Penn Defends New Farm Law
May 24, 2002
USDA Under Secretary J.B. Penn believes the new farm law is compatible with U.S. obligations under the World Trade Organization, and criticisms or worries from other countries are unsubstantiated.
The U.S. domestic support ceiling under WTO, he said, "is relatively low. Our ceiling is $19.1 billion compared to $31 billion for Japan and $62 billion for the European Union. So the European Union has a ceiling that is three times that of the United States. The Japanese ceiling is fully 50% higher than our ceiling."
Funding levels in the new law will not violate the $19.1 billion ceiling, he added. "Now the estimated cost of the new farm bill is $170 billion over the next 10 years.
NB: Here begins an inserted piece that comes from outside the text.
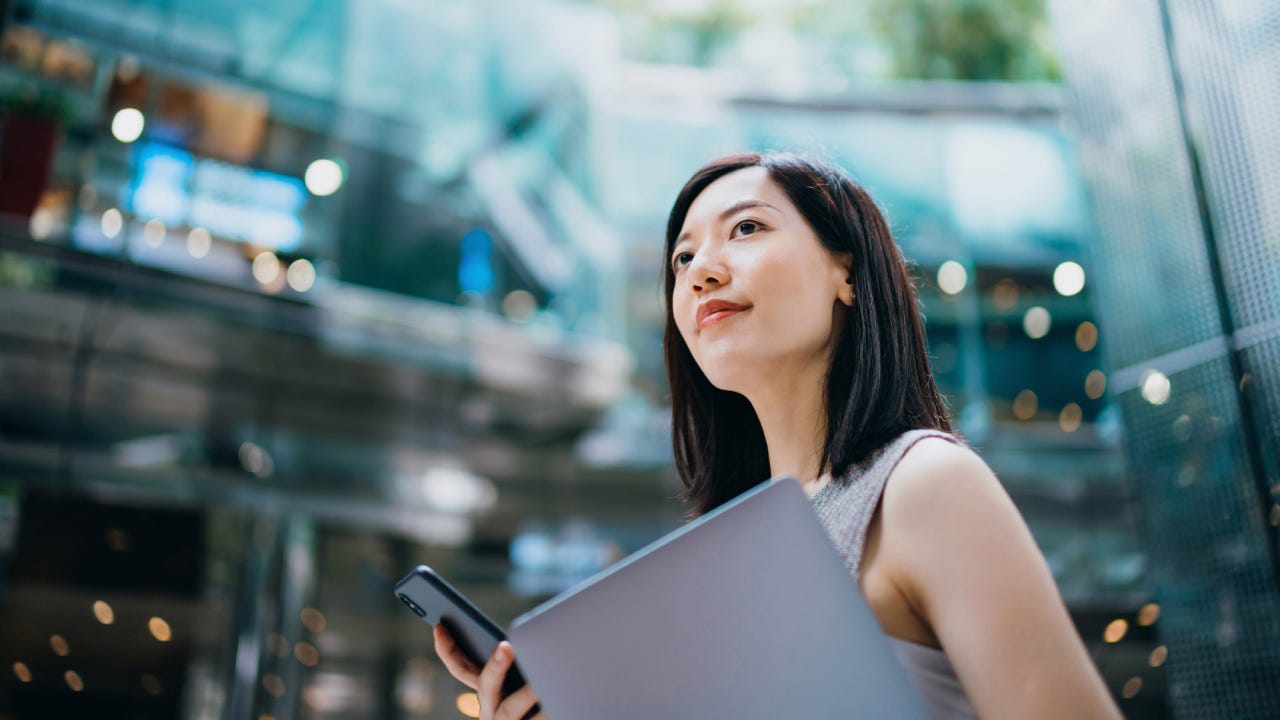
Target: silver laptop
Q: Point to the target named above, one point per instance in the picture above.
(745, 613)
That's an average of $17 billion a year. A less conservative estimate would put the cost of the new bill at $190 billion over the next 10years. That's an average of $19 billion a year."
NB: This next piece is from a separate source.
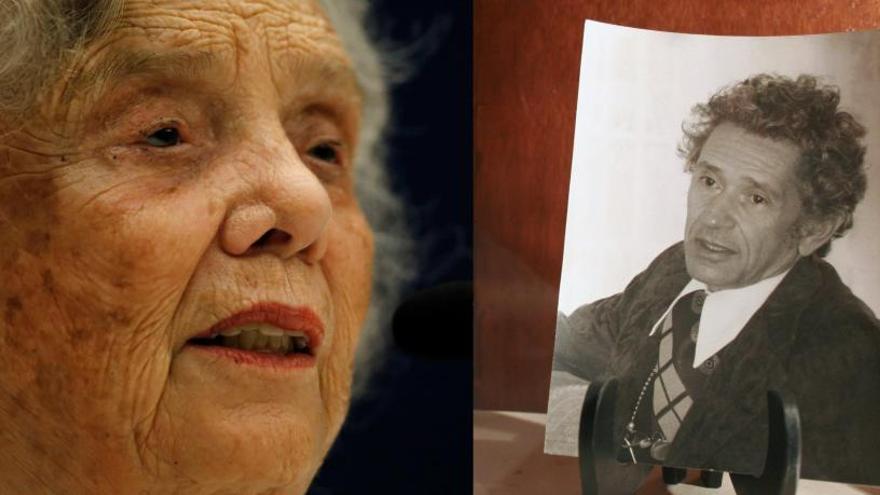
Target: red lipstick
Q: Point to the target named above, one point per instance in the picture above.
(302, 320)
Much of this $19 billion is "unarguably green box" spending, he said. "There's $5.2 billion each year that is in so-called decoupled direct payments. Those are green box. So it seems to me that just by simple arithmetic, you can see that there is virtually no way that we're going to exceed the $19.1 billion allowable ceiling."
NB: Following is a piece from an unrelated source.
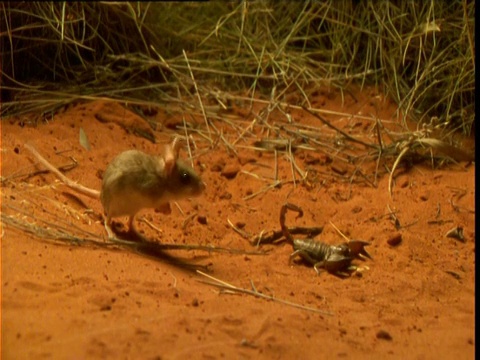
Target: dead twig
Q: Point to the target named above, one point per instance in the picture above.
(231, 288)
If the new law upsets China and Mexico, he said, there is no basis for those reactions. "We do support our agricultural producers, but we do it in a way that is clearly legal, clearly within the bounds of the WTO. And as I tried to say, we can support our farmers fully and still stay within the obligations that we have under the WTO."
Australia's concerns, he added, center on how the new law in some way might affect the ability of the United States to be a major player in the WTO international trade negotiations. "We have tried to reassure the officials personally -- I'm trying to do that here today -- that again, there is no reduction, no lessening of our resolve to be major players and to have a successful outcome" to the talks.